Le 2 octobre 1832, jour de son anniversaire, le roi Charles-Albert de Savoie inaugurait sa galerie royale au Palazzo Madama avec 365 tableaux soigneusement sélectionnés. Ce chiffre symbolique marquait l'aboutissement de siècles d'acquisitions par la Maison de Savoie. Les collections du Palais Royal de Turin, du Palais Carignano et du Palais des Doges de Gênes fusionnaient pour créer l'une des plus importantes pinacothèques d'Italie.
La galerie a changé plusieurs fois d'écrin avant de s'installer en 2014 dans sa demeure actuelle.
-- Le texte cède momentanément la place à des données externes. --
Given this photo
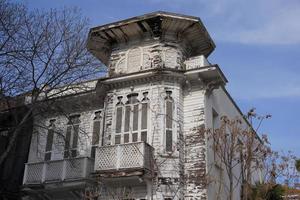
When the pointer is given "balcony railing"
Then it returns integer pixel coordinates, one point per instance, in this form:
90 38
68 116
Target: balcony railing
58 170
124 157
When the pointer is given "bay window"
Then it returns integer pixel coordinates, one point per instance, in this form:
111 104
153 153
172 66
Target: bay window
131 119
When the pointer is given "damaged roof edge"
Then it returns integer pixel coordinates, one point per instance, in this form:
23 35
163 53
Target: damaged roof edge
143 17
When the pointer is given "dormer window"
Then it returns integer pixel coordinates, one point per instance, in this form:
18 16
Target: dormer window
131 119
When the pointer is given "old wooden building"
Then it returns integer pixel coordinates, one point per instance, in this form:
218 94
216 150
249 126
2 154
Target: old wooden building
136 133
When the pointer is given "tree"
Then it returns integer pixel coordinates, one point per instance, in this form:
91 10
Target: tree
298 165
245 157
239 152
42 55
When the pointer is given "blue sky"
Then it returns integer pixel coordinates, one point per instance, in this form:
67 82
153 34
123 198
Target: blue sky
258 49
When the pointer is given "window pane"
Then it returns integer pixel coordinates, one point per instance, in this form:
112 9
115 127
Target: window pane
126 138
75 136
144 115
127 118
48 156
93 151
75 140
49 144
119 120
134 137
49 140
169 140
144 136
74 153
169 114
117 139
135 117
67 141
96 132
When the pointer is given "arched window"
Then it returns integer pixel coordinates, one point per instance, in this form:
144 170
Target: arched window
146 61
49 142
170 58
71 140
169 122
121 66
119 120
134 60
131 119
96 132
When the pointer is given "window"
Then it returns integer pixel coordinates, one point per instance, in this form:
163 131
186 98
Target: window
134 60
215 126
71 140
49 142
131 119
96 132
169 122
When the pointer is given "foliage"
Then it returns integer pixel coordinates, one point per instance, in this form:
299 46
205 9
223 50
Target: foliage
298 165
41 51
267 192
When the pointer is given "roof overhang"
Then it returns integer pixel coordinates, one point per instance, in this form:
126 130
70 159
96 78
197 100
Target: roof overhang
158 25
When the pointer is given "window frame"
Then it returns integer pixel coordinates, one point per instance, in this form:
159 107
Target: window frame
49 152
132 105
73 122
167 130
95 144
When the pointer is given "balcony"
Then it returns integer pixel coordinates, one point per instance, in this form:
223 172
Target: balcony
123 158
57 170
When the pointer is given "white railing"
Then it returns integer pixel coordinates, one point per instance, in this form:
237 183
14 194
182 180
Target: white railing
57 170
124 156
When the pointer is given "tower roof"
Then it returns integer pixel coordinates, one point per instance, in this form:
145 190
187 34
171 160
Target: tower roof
187 29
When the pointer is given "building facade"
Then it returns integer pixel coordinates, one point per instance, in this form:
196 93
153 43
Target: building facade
139 132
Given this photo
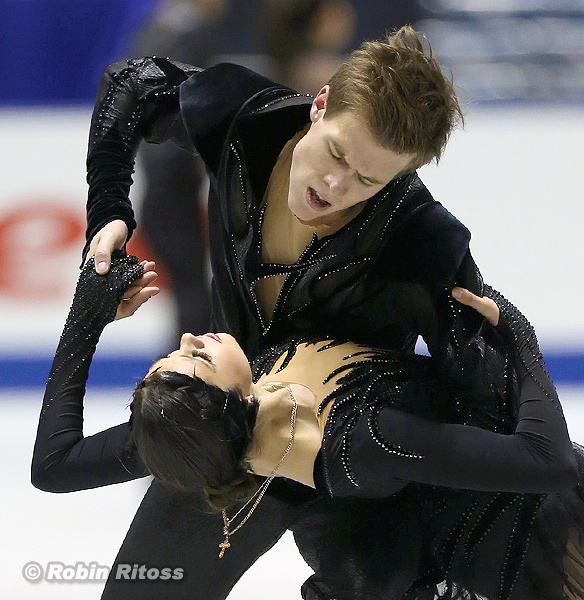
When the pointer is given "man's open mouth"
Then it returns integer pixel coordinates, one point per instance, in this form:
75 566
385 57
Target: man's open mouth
316 200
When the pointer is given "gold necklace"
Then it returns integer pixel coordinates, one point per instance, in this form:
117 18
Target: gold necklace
259 494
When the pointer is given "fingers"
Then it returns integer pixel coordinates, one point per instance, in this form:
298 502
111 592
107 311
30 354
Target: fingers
149 276
485 306
139 292
129 306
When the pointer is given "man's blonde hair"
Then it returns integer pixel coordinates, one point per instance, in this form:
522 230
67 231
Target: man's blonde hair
398 88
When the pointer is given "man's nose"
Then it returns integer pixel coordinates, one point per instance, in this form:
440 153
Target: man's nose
188 340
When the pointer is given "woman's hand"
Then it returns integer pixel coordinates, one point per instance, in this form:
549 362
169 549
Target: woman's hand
484 305
139 292
110 237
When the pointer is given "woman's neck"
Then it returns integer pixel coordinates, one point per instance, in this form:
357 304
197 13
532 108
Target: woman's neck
272 432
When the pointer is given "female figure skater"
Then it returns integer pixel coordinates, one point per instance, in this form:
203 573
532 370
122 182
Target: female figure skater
348 420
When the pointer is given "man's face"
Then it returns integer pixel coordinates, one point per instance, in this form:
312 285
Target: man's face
338 164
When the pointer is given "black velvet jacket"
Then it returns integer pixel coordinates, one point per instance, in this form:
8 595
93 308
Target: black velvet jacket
383 279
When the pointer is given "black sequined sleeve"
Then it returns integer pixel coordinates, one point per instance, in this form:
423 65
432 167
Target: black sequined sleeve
137 99
64 460
388 445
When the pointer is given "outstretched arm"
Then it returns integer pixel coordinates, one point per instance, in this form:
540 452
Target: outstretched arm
136 100
537 458
64 460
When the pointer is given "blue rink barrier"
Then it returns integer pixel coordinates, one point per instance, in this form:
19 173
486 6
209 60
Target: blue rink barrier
565 369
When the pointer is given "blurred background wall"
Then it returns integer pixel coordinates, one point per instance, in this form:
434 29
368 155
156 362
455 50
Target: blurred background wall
513 176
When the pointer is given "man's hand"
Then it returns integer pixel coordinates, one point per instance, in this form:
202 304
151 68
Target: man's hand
484 305
109 238
138 292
Cette dernière rénovation a permis une muséographie brillante qui guide le visiteur à travers six siècles de peinture européenne, du Moyen Âge au XXe siècle, dans un parcours chronologique réparti sur trois étages.
Le rez-de-chaussée réserve d'emblée des émotions fortes. Quatre monuments de l'art européen accueillent les visiteurs : Les Stigmates de Saint François de Jan van Eyck, l'une des rares œuvres de ce maître flamand conservées dans les musées italiens, dialogue avec une Vierge à l'Enfant de Fra Angelico. La Passion du Christ de Hans Memling et Trois Archanges de Filippino Lippi complètent ce face-à-face extraordinaire entre l'Italie et les Flandres du XVe siècle.
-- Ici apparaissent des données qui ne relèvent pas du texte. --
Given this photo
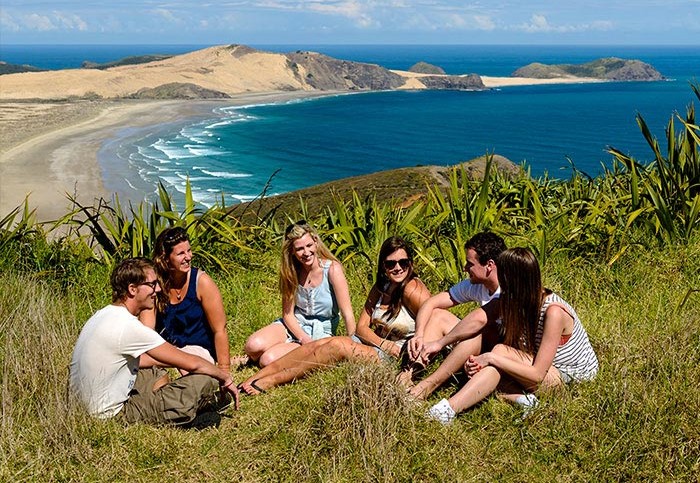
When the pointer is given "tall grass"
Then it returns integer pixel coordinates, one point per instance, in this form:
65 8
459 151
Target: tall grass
636 421
624 248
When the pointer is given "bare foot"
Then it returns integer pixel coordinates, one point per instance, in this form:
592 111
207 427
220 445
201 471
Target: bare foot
239 360
405 379
251 388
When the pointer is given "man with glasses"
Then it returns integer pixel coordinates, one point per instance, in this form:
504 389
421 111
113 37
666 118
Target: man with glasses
116 369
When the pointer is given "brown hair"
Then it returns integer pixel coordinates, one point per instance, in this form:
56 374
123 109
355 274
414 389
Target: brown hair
521 297
166 241
487 246
389 246
131 271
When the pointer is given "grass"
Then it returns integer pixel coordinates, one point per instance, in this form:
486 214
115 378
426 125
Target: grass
636 421
623 248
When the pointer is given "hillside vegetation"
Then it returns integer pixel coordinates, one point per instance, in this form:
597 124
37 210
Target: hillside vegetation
610 68
623 248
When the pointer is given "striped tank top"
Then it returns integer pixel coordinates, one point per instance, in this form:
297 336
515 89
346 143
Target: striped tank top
575 359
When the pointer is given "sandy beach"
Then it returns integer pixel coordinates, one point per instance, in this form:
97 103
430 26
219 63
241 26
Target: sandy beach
49 149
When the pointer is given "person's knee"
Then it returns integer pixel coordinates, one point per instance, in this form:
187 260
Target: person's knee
336 348
500 349
267 358
255 345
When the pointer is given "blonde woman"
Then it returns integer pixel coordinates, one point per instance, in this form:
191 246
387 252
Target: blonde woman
314 292
384 326
545 344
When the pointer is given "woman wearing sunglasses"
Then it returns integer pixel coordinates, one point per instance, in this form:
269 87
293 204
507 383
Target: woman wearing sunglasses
189 311
314 291
387 321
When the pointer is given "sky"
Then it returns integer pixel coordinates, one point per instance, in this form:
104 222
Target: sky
629 22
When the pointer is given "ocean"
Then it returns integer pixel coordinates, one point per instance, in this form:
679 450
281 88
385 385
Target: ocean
293 145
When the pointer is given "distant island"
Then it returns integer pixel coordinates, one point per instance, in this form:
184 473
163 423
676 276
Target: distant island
223 71
610 68
7 68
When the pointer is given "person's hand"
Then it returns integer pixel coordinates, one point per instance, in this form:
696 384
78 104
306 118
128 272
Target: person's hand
415 346
430 349
394 351
475 363
232 389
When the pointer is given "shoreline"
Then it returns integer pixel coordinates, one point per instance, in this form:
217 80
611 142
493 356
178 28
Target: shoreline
63 157
45 167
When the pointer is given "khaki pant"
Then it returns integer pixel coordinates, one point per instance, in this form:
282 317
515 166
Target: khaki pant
175 403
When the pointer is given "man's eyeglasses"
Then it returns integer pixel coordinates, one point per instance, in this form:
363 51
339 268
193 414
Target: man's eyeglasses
404 263
152 284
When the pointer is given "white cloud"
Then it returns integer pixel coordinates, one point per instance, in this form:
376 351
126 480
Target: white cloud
354 10
41 23
166 15
8 23
539 24
484 22
70 21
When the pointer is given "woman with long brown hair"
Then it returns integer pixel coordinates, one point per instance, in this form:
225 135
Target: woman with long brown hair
545 344
387 321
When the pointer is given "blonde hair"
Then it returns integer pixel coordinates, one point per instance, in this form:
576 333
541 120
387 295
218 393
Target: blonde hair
290 266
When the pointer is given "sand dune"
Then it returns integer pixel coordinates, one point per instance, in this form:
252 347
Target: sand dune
227 69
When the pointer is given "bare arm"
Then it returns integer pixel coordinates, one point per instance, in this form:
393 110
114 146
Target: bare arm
341 290
168 355
212 303
148 318
364 331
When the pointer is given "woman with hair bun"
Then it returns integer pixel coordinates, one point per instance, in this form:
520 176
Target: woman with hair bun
189 310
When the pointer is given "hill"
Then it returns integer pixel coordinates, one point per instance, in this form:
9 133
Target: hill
400 187
7 68
222 71
132 60
610 68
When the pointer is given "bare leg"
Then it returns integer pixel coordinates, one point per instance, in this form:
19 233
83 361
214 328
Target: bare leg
307 358
264 340
453 363
489 378
440 323
476 389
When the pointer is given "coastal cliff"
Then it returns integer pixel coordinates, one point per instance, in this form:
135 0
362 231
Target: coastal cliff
610 68
220 72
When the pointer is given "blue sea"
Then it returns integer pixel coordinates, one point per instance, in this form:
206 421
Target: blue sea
236 150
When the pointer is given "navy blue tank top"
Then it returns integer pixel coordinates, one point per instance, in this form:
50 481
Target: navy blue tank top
185 323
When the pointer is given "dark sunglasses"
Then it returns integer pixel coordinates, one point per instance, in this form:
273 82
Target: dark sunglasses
289 228
404 263
152 284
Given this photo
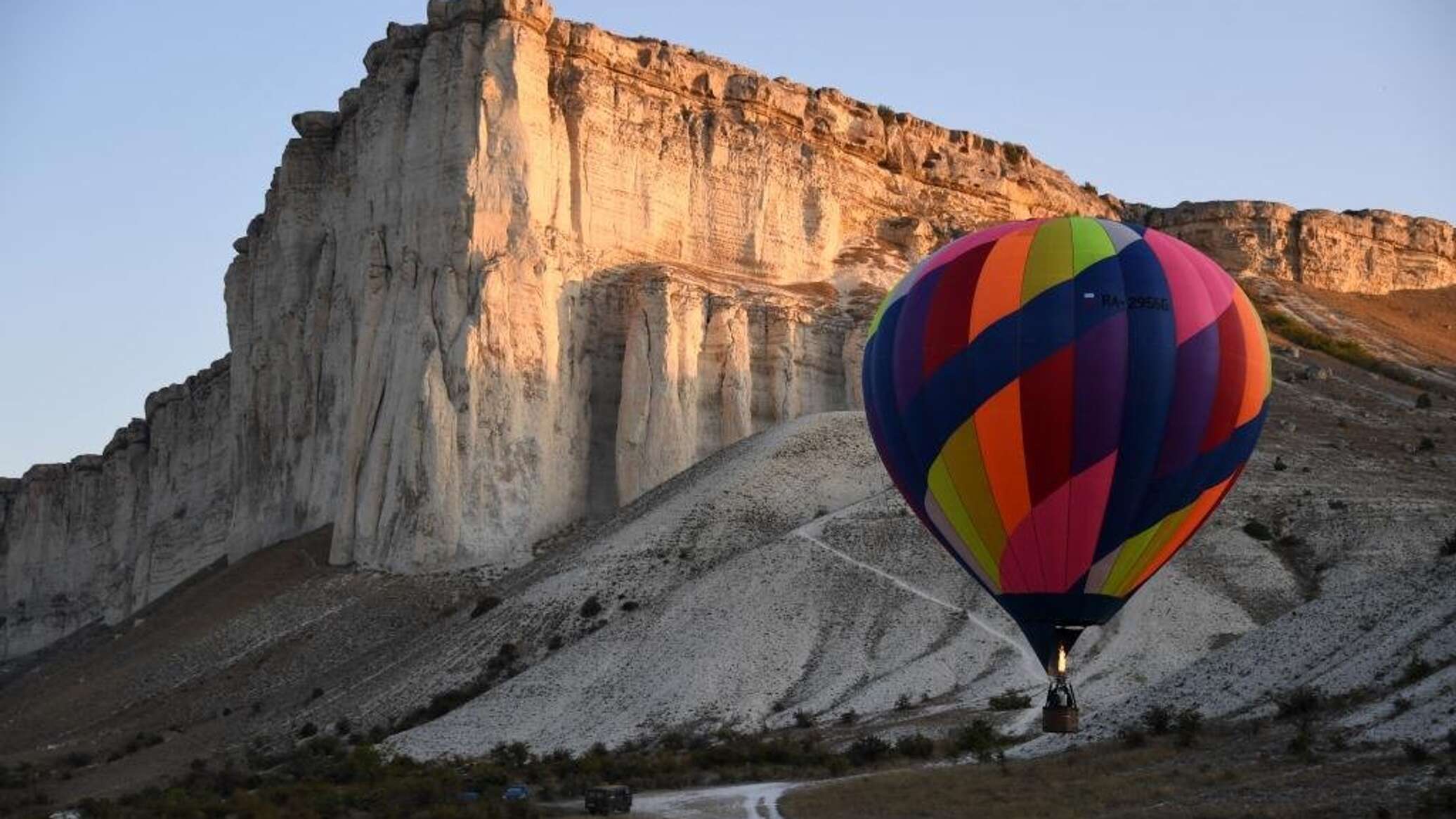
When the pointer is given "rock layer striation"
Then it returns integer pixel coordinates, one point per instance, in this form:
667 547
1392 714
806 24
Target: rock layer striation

Les salles suivantes célèbrent l'école piémontaise du XIVe au XVIe siècle. Giovanni Martino Spanzotti, Defendente Ferrari, Gaudenzio Ferrari et Gerolamo Giovenone révèlent la richesse créative de cette région trop souvent éclipsée par Florence ou Venise.
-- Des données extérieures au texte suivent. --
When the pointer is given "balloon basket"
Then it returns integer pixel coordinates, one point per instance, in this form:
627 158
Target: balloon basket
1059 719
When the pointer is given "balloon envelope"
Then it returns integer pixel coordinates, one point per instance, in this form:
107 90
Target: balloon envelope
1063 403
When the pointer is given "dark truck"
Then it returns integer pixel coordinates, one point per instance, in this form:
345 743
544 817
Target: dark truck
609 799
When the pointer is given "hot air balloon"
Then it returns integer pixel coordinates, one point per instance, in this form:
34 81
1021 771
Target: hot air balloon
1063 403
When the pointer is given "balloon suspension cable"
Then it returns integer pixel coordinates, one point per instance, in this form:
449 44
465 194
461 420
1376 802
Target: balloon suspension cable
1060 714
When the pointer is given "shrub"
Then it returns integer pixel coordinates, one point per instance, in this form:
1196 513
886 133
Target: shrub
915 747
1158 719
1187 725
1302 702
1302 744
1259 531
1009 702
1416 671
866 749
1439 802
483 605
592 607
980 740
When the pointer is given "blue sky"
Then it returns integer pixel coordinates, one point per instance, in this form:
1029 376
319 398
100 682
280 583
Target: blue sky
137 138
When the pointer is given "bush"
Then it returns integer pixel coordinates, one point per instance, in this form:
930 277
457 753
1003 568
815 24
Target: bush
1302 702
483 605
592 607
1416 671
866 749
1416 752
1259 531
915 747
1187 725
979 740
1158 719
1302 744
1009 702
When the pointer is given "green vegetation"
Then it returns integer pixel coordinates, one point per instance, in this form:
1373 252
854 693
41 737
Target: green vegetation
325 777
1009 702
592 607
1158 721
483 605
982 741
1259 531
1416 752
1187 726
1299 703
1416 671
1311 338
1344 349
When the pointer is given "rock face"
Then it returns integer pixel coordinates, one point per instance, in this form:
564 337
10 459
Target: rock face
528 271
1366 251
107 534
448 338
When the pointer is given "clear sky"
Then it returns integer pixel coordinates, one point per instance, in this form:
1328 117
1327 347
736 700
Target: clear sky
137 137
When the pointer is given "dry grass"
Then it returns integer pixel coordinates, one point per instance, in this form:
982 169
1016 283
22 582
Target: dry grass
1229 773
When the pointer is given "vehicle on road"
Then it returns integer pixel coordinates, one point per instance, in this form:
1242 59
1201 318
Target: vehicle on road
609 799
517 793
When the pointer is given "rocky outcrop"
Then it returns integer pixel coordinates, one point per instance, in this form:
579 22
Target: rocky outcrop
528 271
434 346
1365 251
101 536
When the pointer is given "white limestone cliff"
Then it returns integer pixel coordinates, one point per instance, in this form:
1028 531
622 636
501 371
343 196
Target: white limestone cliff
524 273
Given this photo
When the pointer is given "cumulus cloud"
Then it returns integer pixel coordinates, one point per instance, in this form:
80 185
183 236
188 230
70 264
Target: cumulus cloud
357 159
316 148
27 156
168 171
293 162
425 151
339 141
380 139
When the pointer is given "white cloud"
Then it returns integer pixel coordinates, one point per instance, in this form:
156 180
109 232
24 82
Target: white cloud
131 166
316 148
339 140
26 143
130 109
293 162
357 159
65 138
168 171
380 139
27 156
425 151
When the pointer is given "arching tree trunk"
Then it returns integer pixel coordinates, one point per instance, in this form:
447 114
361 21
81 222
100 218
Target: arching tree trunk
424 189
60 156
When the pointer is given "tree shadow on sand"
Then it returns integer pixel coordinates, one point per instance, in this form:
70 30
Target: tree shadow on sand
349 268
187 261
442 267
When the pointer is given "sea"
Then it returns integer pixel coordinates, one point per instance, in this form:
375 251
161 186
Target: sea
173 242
L'escalier d'honneur et les ascenseurs panoramiques conduisent au premier étage où le XVIe siècle déploie ses splendeurs. Le corridor nord expose les joyaux flamands et hollandais : le Portrait de vieillard de Rembrandt capte la lumière avec une intensité troublante, tandis que La Visitation de Rogier van der Weyden démontre la finesse psychologique de l'art flamand.
Les maîtres italiens répondent avec éclat : Botticelli, Véronèse, Tintoret et Tiepolo témoignent de la diversité des écoles vénitiennes et toscanes. Les portraits des ducs de Savoie ponctuent le parcours, rappelant que cette collection reste profondément liée à l'histoire d'une dynastie.
Le troisième étage abrite les œuvres léguées en 1929 par Riccardo Gualino, industriel et mécène piémontais. Cette collection bourgeoise offre un contrepoint fascinant aux goûts aristocratiques. Les retables de Duccio di Buoninsegna côtoient des Véronèse, tandis que la célèbre Vénus de Botticelli rayonne dans une salle dédiée.
Le conseil d'ami : le billet combiné des Musées Royaux à 15 euros permet d'accéder également au Palais Royal, à l'Armurerie Royale et au Musée d'Antiquités. Commencez par la Galleria Sabauda en matinée quand la lumière naturelle sublime les tableaux, puis explorez le reste du complexe palatial. Les cartels sont bilingues italien-anglais, facilitant la compréhension des œuvres.
La brillante organisation chronologique permet de suivre l'évolution des styles artistiques sans confusion. Chaque salle possède son identité thématique, créant des dialogues entre les œuvres plutôt qu'une simple juxtaposition. Les sculptures et bustes ponctuent le parcours, offrant des respirations entre les toiles.
La concentration exceptionnelle d'œuvres majeures dans un espace relativement intime distingue la Galleria Sabauda des grands musées saturés de touristes. Ici, on peut contempler un Van Eyck ou un Rembrandt dans un calme propice à l'émotion esthétique.